CE QUE JE PENSE DE LA BONNE GOUVERNANCE


Dans nos sociétés africaines, toutes les entités avaient des règles qui leur facilitaient le bon vivre ensemble. Ces règles étaient très souvent encadrées par des rites qui étaient façonnés par les populations elles-mêmes selon l’intérêt de la société. Toute personne qui allait à l’encontre de ces règles, était sanctionnée et la sanction pouvait souvent être fatale. C’est pourquoi pour certaines entités, il y avait des initiations à travers lesquelles on formait la jeunesse pour qu’il y ait la continuité dans ce bon vivre ensemble. Par la suite, il y a eu les religions (islamique, chrétienne…). Dans celles-ci, il y a également des règles qui permettent aux Hommes de faire une différence entre eux et les autres êtres vivants. Le bon vivre ensemble a toujours été encadré d’une manière ou d’une autre, pour rendre la société heureuse. Dans ce monde moderne, la bonne gouvernance est très souvent abordée mais en Afrique, malgré toutes les ressources que nous avons, en plus des atouts de la société précédemment citée, nous avons de la peine à rendre notre société heureuse. Cela m’amène à me poser la question suivante : avons-nous la même façon de voir la bonne gouvernance ? Pour certains hommes d’affaire, ils ont leurs propres règles. Eux, ils doivent toujours gagner donc ils veulent des règles qui ne permettent pas aux autres de gagner comme eux.
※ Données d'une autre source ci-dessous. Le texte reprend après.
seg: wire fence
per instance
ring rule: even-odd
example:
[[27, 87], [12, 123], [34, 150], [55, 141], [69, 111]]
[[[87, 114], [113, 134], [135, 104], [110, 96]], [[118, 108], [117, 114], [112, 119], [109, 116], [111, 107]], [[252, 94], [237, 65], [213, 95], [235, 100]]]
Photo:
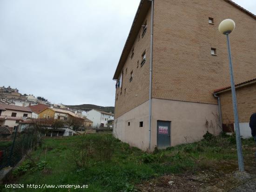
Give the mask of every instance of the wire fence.
[[15, 166], [29, 152], [41, 142], [40, 133], [34, 129], [15, 132], [11, 145], [0, 148], [0, 179], [8, 167]]

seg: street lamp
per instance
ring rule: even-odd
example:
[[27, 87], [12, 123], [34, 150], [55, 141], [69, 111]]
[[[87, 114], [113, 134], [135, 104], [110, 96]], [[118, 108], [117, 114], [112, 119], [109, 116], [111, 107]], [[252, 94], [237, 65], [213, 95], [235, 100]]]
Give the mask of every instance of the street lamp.
[[236, 95], [236, 88], [234, 82], [234, 76], [233, 74], [233, 65], [232, 63], [231, 53], [230, 45], [229, 43], [229, 34], [235, 29], [236, 24], [235, 22], [230, 19], [223, 20], [219, 26], [219, 31], [222, 33], [227, 36], [228, 49], [229, 51], [229, 73], [230, 75], [230, 81], [232, 92], [232, 98], [233, 100], [233, 109], [235, 118], [235, 126], [236, 128], [236, 148], [237, 150], [237, 156], [238, 158], [238, 166], [239, 171], [244, 171], [243, 165], [243, 151], [240, 137], [240, 129], [239, 128], [239, 120], [238, 119], [238, 113], [237, 111], [237, 103]]

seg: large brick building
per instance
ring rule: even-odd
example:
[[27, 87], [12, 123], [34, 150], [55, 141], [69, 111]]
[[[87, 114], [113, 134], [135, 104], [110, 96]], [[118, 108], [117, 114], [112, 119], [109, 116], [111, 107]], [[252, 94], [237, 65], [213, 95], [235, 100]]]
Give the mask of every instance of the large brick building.
[[218, 31], [228, 18], [236, 25], [230, 41], [239, 84], [256, 76], [255, 15], [229, 0], [141, 1], [113, 78], [115, 137], [152, 150], [220, 132], [213, 93], [230, 85]]

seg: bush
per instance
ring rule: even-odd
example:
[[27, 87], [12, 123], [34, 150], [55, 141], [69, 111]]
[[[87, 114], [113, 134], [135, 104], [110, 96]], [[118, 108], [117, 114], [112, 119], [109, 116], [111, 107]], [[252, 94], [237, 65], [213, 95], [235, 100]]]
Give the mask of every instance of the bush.
[[214, 135], [213, 135], [211, 133], [210, 133], [209, 132], [207, 131], [206, 133], [205, 133], [203, 137], [205, 140], [207, 141], [209, 141], [211, 140], [213, 138], [214, 138]]
[[151, 154], [151, 153], [143, 153], [140, 159], [141, 161], [145, 164], [152, 163], [158, 163], [162, 161], [164, 157], [164, 154], [162, 153]]

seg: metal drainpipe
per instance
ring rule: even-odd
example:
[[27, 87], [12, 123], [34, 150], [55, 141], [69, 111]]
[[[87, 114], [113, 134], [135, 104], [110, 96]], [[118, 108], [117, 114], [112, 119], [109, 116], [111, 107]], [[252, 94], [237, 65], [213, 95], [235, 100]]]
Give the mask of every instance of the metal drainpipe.
[[150, 63], [149, 71], [149, 138], [148, 149], [151, 148], [151, 122], [152, 122], [152, 63], [153, 63], [153, 18], [154, 18], [154, 0], [149, 0], [151, 1], [151, 16], [150, 29]]
[[213, 96], [216, 98], [218, 99], [218, 110], [219, 111], [219, 116], [220, 116], [220, 123], [221, 124], [221, 127], [223, 131], [222, 127], [222, 109], [221, 107], [221, 99], [220, 96], [217, 95], [216, 93], [214, 93]]

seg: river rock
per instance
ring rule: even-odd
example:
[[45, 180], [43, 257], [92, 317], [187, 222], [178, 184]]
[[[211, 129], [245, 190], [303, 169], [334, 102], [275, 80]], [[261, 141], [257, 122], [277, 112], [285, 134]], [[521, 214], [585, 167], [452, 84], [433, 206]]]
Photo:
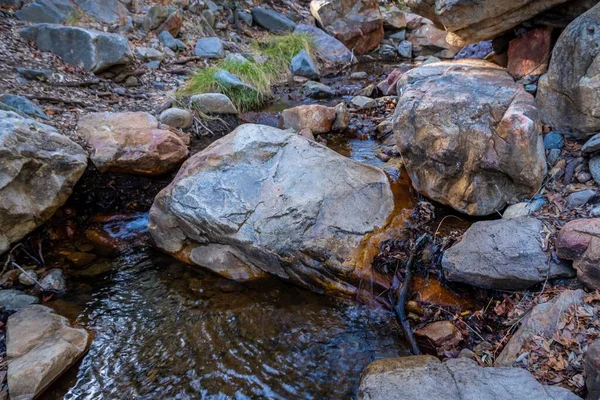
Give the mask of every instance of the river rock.
[[75, 3], [81, 11], [104, 24], [119, 23], [129, 14], [119, 0], [75, 0]]
[[357, 400], [576, 400], [545, 386], [522, 368], [481, 367], [468, 358], [440, 362], [433, 356], [375, 361], [361, 374]]
[[163, 44], [163, 46], [168, 47], [173, 51], [183, 51], [186, 49], [185, 43], [183, 43], [179, 39], [175, 39], [169, 31], [163, 31], [158, 35], [158, 39]]
[[306, 82], [304, 90], [309, 97], [315, 99], [327, 99], [335, 96], [335, 91], [332, 88], [315, 81]]
[[531, 217], [475, 222], [444, 253], [444, 276], [451, 282], [508, 290], [573, 276], [569, 267], [548, 260], [543, 228]]
[[0, 254], [67, 201], [86, 166], [55, 128], [0, 110]]
[[3, 94], [2, 96], [0, 96], [0, 103], [4, 103], [7, 106], [12, 107], [30, 117], [37, 117], [46, 120], [50, 119], [50, 117], [46, 115], [46, 113], [40, 108], [40, 106], [23, 96], [17, 96], [14, 94]]
[[415, 331], [415, 336], [434, 349], [439, 356], [455, 349], [462, 341], [462, 333], [450, 321], [436, 321]]
[[194, 122], [194, 116], [183, 108], [169, 108], [160, 113], [158, 120], [173, 128], [189, 128]]
[[577, 278], [591, 290], [600, 289], [600, 219], [570, 221], [558, 232], [556, 253], [573, 260]]
[[600, 340], [588, 346], [585, 353], [585, 386], [588, 390], [587, 399], [600, 399]]
[[397, 86], [394, 132], [417, 191], [470, 215], [538, 191], [546, 175], [538, 113], [503, 68], [433, 63], [404, 73]]
[[11, 399], [32, 399], [85, 353], [89, 335], [48, 307], [32, 305], [8, 318], [6, 353]]
[[600, 131], [600, 4], [569, 24], [538, 82], [542, 120], [554, 129], [586, 137]]
[[76, 26], [38, 24], [19, 31], [41, 51], [56, 54], [69, 64], [98, 73], [131, 61], [127, 38]]
[[448, 31], [446, 40], [466, 46], [500, 34], [566, 0], [407, 0], [415, 13]]
[[61, 269], [54, 268], [40, 281], [45, 292], [63, 293], [67, 290], [67, 280]]
[[525, 343], [536, 340], [538, 336], [551, 339], [569, 307], [583, 304], [584, 297], [585, 292], [581, 289], [565, 290], [554, 299], [535, 306], [525, 315], [519, 330], [496, 358], [495, 365], [511, 366], [523, 352]]
[[275, 10], [264, 7], [252, 9], [252, 20], [260, 27], [273, 33], [289, 33], [296, 28], [296, 23]]
[[200, 38], [194, 47], [194, 54], [204, 58], [223, 58], [225, 57], [223, 42], [218, 37]]
[[408, 41], [413, 44], [416, 54], [440, 55], [443, 58], [454, 58], [460, 47], [452, 46], [446, 42], [446, 31], [436, 28], [434, 25], [421, 25], [418, 29], [411, 31]]
[[77, 9], [69, 0], [34, 0], [25, 4], [16, 15], [21, 21], [60, 24], [76, 16]]
[[506, 69], [515, 79], [542, 75], [548, 70], [552, 28], [533, 29], [510, 41]]
[[297, 76], [303, 76], [309, 79], [318, 79], [321, 73], [315, 60], [306, 50], [301, 50], [292, 58], [290, 71]]
[[336, 112], [333, 107], [311, 104], [283, 110], [281, 118], [284, 128], [292, 128], [298, 132], [308, 128], [318, 134], [332, 131]]
[[221, 93], [203, 93], [190, 98], [190, 108], [204, 114], [237, 114], [238, 111], [229, 99]]
[[162, 250], [230, 279], [269, 273], [357, 296], [363, 279], [379, 286], [361, 243], [393, 210], [382, 170], [244, 124], [184, 163], [156, 197], [149, 228]]
[[312, 0], [310, 12], [319, 26], [361, 55], [384, 38], [377, 0]]
[[309, 35], [319, 58], [332, 66], [343, 67], [354, 62], [352, 52], [342, 42], [316, 26], [300, 24], [294, 34]]
[[0, 307], [4, 311], [19, 311], [21, 308], [25, 308], [31, 304], [37, 304], [39, 302], [40, 300], [37, 297], [25, 294], [20, 290], [0, 290]]
[[145, 112], [87, 114], [79, 119], [77, 133], [88, 142], [90, 159], [101, 172], [161, 175], [188, 156], [189, 138], [164, 129]]

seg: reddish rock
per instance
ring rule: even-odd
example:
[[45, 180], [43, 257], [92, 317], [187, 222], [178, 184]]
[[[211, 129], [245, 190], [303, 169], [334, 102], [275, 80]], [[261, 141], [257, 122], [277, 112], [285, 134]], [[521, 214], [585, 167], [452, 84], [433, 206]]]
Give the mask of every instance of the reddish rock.
[[383, 40], [377, 0], [313, 0], [310, 12], [330, 35], [361, 55]]
[[462, 334], [450, 321], [433, 322], [416, 331], [415, 335], [440, 356], [463, 341]]
[[385, 78], [379, 83], [379, 85], [377, 85], [377, 88], [381, 90], [381, 93], [383, 93], [384, 96], [392, 96], [398, 94], [398, 91], [396, 90], [396, 83], [398, 83], [398, 80], [401, 77], [402, 71], [396, 68], [395, 70], [390, 72], [387, 78]]
[[508, 73], [516, 79], [542, 75], [548, 70], [552, 28], [538, 28], [510, 41]]
[[161, 175], [188, 156], [183, 133], [159, 125], [145, 112], [84, 115], [77, 133], [87, 140], [90, 158], [102, 172]]
[[592, 290], [600, 289], [600, 218], [567, 223], [555, 245], [560, 258], [573, 260], [580, 281]]
[[335, 108], [317, 104], [288, 108], [281, 113], [284, 128], [296, 131], [310, 129], [314, 133], [331, 132], [336, 118]]

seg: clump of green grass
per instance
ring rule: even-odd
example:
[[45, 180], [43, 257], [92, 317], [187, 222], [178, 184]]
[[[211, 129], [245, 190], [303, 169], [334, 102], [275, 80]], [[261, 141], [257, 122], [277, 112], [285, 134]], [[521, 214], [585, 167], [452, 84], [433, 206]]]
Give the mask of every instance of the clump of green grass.
[[[223, 60], [214, 66], [196, 71], [177, 94], [192, 96], [220, 92], [229, 97], [239, 111], [255, 110], [271, 97], [271, 86], [287, 74], [292, 58], [303, 49], [311, 53], [313, 47], [312, 38], [306, 34], [270, 37], [264, 43], [253, 45], [258, 55], [266, 56], [266, 61]], [[214, 78], [219, 69], [236, 75], [244, 83], [255, 87], [256, 91], [224, 87]]]

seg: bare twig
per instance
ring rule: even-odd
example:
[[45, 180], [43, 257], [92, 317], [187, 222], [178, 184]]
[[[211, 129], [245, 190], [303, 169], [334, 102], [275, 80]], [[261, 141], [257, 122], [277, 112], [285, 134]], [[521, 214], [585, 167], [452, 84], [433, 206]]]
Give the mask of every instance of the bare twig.
[[[406, 317], [406, 299], [408, 297], [408, 293], [410, 291], [410, 285], [412, 282], [412, 266], [415, 263], [416, 255], [421, 249], [422, 245], [425, 243], [425, 239], [428, 237], [427, 234], [421, 235], [415, 245], [412, 248], [410, 253], [410, 257], [406, 262], [406, 272], [404, 274], [404, 282], [400, 284], [400, 279], [398, 279], [398, 274], [394, 274], [394, 281], [392, 282], [392, 287], [390, 289], [389, 298], [390, 302], [394, 305], [394, 311], [396, 312], [396, 316], [398, 317], [398, 321], [402, 326], [402, 330], [404, 331], [404, 335], [408, 340], [408, 343], [411, 347], [411, 352], [414, 355], [421, 354], [421, 350], [419, 349], [419, 345], [417, 344], [417, 340], [412, 332], [412, 328], [410, 326], [410, 322]], [[396, 299], [394, 301], [393, 297], [396, 294]]]

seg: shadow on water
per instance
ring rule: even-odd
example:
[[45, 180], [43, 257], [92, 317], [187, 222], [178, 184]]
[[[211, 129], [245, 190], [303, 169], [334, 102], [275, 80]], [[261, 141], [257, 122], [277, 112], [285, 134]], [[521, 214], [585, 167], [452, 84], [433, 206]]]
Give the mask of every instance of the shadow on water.
[[162, 254], [72, 283], [49, 305], [94, 339], [45, 399], [341, 399], [367, 364], [408, 354], [388, 312], [281, 281], [237, 284]]

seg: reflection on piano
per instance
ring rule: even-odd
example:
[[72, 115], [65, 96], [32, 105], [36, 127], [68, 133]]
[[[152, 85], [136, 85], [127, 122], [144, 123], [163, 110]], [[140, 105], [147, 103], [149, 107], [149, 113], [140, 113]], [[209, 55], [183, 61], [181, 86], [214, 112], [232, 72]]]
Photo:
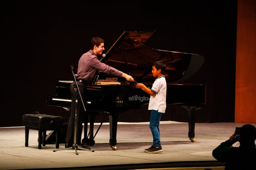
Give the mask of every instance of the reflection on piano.
[[[155, 79], [151, 73], [153, 63], [156, 61], [164, 61], [166, 66], [165, 72], [167, 83], [166, 103], [178, 105], [186, 110], [188, 117], [188, 137], [192, 142], [195, 142], [195, 113], [206, 104], [206, 85], [179, 83], [190, 77], [201, 67], [204, 62], [204, 57], [197, 54], [156, 49], [146, 46], [145, 43], [154, 32], [125, 30], [106, 53], [106, 57], [100, 61], [128, 73], [137, 82], [143, 83], [149, 87]], [[100, 72], [98, 75], [101, 79], [113, 76]], [[58, 81], [56, 85], [57, 93], [54, 96], [47, 98], [47, 105], [70, 110], [70, 88], [72, 82]], [[87, 98], [85, 102], [87, 112], [103, 112], [108, 115], [109, 144], [113, 150], [117, 149], [118, 115], [129, 109], [140, 109], [142, 105], [148, 104], [149, 101], [149, 95], [141, 89], [133, 88], [132, 84], [121, 81], [120, 85], [92, 84], [87, 87]], [[86, 119], [85, 119], [86, 122], [88, 122]], [[93, 140], [93, 132], [92, 134], [93, 127], [91, 127], [90, 124], [93, 125], [93, 123], [91, 119], [90, 139], [86, 138], [86, 136], [88, 137], [87, 124], [84, 124], [84, 138], [82, 142]]]

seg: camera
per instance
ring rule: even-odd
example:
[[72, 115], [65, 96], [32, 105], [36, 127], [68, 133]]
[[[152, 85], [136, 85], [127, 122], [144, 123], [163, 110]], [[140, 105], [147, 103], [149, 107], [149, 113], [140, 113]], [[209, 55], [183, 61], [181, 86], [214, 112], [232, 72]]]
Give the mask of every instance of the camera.
[[239, 140], [240, 136], [240, 131], [241, 131], [241, 127], [236, 127], [236, 133], [235, 134], [235, 138], [238, 140]]

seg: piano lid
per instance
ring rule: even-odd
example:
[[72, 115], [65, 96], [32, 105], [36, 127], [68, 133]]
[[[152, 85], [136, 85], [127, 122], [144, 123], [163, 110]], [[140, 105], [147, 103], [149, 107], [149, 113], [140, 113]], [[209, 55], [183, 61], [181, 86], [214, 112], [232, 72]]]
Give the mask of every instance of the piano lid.
[[162, 60], [166, 64], [167, 82], [178, 83], [189, 78], [202, 66], [204, 57], [195, 54], [150, 48], [144, 45], [154, 32], [126, 30], [101, 59], [106, 64], [130, 74], [138, 82], [152, 82], [153, 63]]

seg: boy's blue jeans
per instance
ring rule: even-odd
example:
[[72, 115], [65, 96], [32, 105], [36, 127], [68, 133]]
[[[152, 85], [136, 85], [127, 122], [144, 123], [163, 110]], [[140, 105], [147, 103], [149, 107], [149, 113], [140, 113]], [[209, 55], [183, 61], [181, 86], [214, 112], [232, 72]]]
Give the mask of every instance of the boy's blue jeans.
[[158, 112], [157, 111], [151, 110], [149, 127], [153, 136], [153, 145], [156, 147], [161, 145], [159, 123], [162, 114], [162, 113]]

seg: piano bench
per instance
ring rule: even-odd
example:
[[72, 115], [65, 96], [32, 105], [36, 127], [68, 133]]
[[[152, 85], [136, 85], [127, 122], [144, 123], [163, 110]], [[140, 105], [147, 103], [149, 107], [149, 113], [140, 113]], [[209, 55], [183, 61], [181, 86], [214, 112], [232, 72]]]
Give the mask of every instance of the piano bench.
[[40, 149], [42, 145], [45, 146], [46, 130], [56, 131], [56, 148], [59, 146], [59, 137], [60, 128], [63, 123], [62, 117], [40, 114], [24, 115], [22, 117], [22, 126], [25, 126], [25, 146], [28, 146], [29, 129], [38, 131], [38, 146]]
Dans le milieu intellectuel, leur contribution devait permettre d’éclairer la population pour que chacun connaisse son rôle à jouer pour l’épanouissement de la société. Alors qu’on sent souvent que beaucoup d’intellectuels pensent que le droit au privilège pour eux est la bonne gouvernance. La politique est l’outil par lequel tout cela devait être régulé et si l’Afrique peine à arriver au développement malgré la multitude des partis politiques, cela veut dire que la bonne gouvernance qui crée et instaure les conditions de l’épanouissement de tous les Hommes, n’est pas visée par tout le monde. Moi, je suis pour que tous les Hommes travaillent dur et sincèrement pour permettre à la société de rendre l’humain heureux. Cela nécessite qu’il y ait un minimum de cadrage de notre vision de la gouvernance et je suis convaincu qu’il  y’a une forme de bonne gouvernance qui privilégie l’humain pour le rendre heureux pourvu qu’on comprenne que tous les hommes sont égaux et ont droit à l’épanouissement.